After the figures came out, the dollar hit a seven-month high, jumping 1.16 per cent against the pound, to 66.51p.
But by no means is Gross the only one to take a newly optimistic view. Here's what others have said…
Cebr
Saying the US economy looked like it had “turned a corner” in the third quarter, Cebr described a December rate rise as “all but certain”.
“Jobs data and GDP figures during Q3 were underwhelming compared to the post-crisis trajectory so far,” they said.

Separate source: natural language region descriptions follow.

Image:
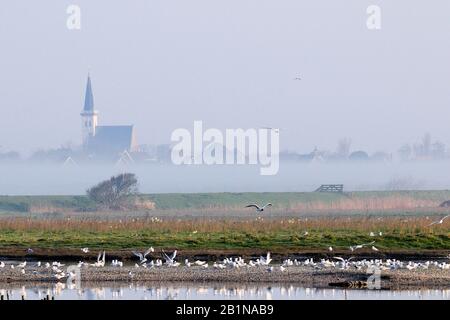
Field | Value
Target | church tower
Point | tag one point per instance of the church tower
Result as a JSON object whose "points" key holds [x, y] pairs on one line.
{"points": [[89, 117]]}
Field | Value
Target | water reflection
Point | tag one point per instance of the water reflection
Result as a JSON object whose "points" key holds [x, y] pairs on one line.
{"points": [[174, 291]]}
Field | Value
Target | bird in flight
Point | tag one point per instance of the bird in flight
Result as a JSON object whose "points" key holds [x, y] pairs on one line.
{"points": [[276, 130], [440, 221], [258, 208], [142, 256]]}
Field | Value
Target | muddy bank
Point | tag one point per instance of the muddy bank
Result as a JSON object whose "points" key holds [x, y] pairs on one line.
{"points": [[75, 254], [299, 275]]}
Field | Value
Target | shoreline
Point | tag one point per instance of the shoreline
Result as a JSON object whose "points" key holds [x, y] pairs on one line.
{"points": [[75, 254], [294, 275]]}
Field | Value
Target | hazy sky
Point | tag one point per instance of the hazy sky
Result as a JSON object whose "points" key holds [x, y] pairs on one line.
{"points": [[162, 64]]}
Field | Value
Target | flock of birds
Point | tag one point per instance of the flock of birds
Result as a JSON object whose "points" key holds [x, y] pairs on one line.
{"points": [[169, 260]]}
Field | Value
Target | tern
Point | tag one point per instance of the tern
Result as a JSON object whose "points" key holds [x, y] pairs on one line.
{"points": [[359, 246], [200, 263], [265, 260], [440, 221], [170, 260], [258, 208], [142, 256]]}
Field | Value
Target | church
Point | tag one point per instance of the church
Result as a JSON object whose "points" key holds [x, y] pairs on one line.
{"points": [[103, 141]]}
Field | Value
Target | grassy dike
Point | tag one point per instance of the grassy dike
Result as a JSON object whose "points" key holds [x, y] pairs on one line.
{"points": [[280, 233]]}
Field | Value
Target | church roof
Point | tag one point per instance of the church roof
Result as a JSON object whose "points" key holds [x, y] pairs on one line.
{"points": [[89, 97], [112, 139]]}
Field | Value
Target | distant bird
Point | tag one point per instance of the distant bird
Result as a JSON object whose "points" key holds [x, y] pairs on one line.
{"points": [[59, 276], [440, 221], [100, 260], [258, 208], [359, 246], [265, 260], [170, 260], [276, 130], [142, 257], [200, 263]]}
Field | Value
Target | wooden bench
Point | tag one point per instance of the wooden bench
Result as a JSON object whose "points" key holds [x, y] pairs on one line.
{"points": [[330, 188]]}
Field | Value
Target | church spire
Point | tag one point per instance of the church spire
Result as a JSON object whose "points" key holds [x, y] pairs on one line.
{"points": [[89, 97]]}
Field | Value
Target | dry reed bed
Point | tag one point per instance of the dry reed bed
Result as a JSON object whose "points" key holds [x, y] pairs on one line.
{"points": [[361, 224]]}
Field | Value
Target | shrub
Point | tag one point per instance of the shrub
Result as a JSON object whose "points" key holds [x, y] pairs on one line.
{"points": [[115, 192]]}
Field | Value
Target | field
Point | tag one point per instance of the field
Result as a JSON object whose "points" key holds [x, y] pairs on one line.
{"points": [[298, 221]]}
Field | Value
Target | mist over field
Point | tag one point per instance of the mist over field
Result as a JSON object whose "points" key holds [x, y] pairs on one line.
{"points": [[74, 180]]}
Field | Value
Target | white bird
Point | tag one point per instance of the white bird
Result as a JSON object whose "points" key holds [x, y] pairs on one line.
{"points": [[359, 246], [142, 256], [258, 208], [440, 221], [170, 260], [100, 260], [265, 260], [59, 276]]}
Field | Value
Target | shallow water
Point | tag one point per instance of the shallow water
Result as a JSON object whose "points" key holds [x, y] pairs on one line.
{"points": [[157, 291]]}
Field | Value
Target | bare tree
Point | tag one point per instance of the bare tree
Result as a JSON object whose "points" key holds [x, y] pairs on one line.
{"points": [[115, 192], [343, 148]]}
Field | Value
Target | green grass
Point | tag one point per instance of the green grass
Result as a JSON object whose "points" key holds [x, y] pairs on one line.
{"points": [[213, 200], [317, 239]]}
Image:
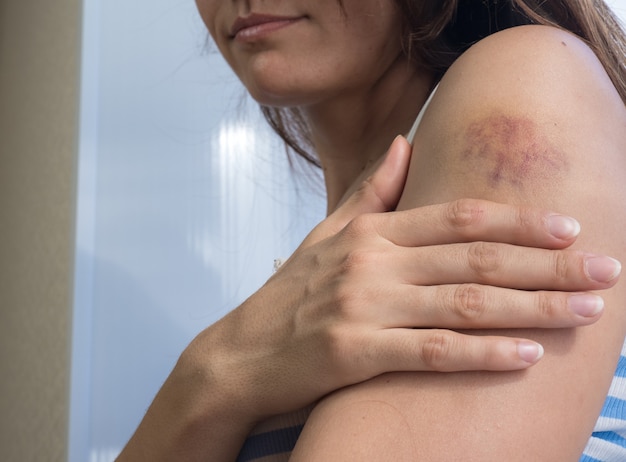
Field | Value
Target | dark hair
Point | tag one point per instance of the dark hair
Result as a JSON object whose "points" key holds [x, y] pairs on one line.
{"points": [[438, 31]]}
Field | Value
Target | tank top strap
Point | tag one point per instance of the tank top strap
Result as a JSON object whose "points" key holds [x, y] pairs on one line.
{"points": [[411, 136]]}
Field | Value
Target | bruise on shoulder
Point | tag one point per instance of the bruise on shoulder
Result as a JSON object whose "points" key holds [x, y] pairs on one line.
{"points": [[511, 151]]}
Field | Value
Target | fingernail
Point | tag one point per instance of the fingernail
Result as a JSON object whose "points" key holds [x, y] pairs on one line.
{"points": [[530, 352], [585, 304], [563, 227], [602, 269]]}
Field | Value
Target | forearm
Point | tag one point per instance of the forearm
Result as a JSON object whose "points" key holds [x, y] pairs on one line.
{"points": [[195, 416]]}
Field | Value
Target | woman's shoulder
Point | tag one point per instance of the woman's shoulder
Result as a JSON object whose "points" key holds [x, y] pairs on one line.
{"points": [[520, 112], [531, 56]]}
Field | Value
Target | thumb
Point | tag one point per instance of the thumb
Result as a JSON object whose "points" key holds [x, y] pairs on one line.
{"points": [[381, 191], [377, 194]]}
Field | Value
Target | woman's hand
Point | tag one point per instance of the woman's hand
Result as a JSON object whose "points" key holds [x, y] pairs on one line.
{"points": [[371, 292]]}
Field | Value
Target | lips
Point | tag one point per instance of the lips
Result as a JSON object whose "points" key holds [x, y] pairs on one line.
{"points": [[257, 20]]}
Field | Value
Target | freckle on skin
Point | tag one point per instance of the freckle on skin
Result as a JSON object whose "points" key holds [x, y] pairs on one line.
{"points": [[511, 151]]}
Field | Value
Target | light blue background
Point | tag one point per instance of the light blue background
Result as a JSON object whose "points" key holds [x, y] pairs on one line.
{"points": [[185, 199]]}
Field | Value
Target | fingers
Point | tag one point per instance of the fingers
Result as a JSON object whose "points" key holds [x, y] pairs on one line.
{"points": [[443, 350], [506, 265], [474, 306], [477, 220]]}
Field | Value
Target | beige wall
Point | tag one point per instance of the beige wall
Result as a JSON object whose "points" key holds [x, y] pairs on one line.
{"points": [[39, 49]]}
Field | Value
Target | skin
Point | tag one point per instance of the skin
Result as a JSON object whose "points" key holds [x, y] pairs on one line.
{"points": [[343, 309], [525, 96]]}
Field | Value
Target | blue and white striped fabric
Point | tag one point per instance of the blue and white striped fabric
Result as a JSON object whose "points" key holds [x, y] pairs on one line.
{"points": [[608, 441]]}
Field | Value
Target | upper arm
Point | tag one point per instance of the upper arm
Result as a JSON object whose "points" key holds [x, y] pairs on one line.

The Federal Reserve’s last set of minutes dropped the gloomy tone on the global economic situation and signalled a likely rate rise in December unless data before that are particularly bad. Fed chair Janet Yellen stated some months ago that the labour market was almost back to normal and reiterated as recently as Wednesday that a December rise was a “live possibility”. After today’s numbers, the likelihood has risen further.
Barclays
After moving its prediction of a rise to March at the end of August, the bank has taken a optimistic view in light of today's figures.
“When we moved our rate hike assumption to March 2016, we assumed that the volatility in financial markets would be longer lasting and the Fed would have trouble resolving their differences about the viability of rate hikes before year-end,” it told the FT, adding that the October FOMC minutes revealed a Hawkish tone, suggesting the committee saw downside risks from global developments as having diminished.
This change in communication, the faster dissipation in uncertainty, and a very solid payroll report necessitate a change in our call to December. We now forecast a federal funds range of 25-50bp in December, up from the current 0-25bp.
Traders
According to Bloomberg's measure of sentiment among futures traders, a December rise looks “increasingly certain”.
Traders see a 70 percent chance that the Fed will raise its benchmark rate from near zero at its next meeting, up from a 56 percent probability before Friday’s release of stronger-than-forecast U.S. labour data. The calculation assumes the effective fed funds rate averages 0.375 percent after the first hike.
The Share Centre
Helal Miah, investment research analyst at The Share Centre, said:
These numbers are now likely to heavily influence the Federal Reserve at their December meeting when they decide whether to raise interest rates for the first time since the financial crisis.
As a result, the US dollar has made material gains against other major currencies, up one per cent against both the Euro and sterling.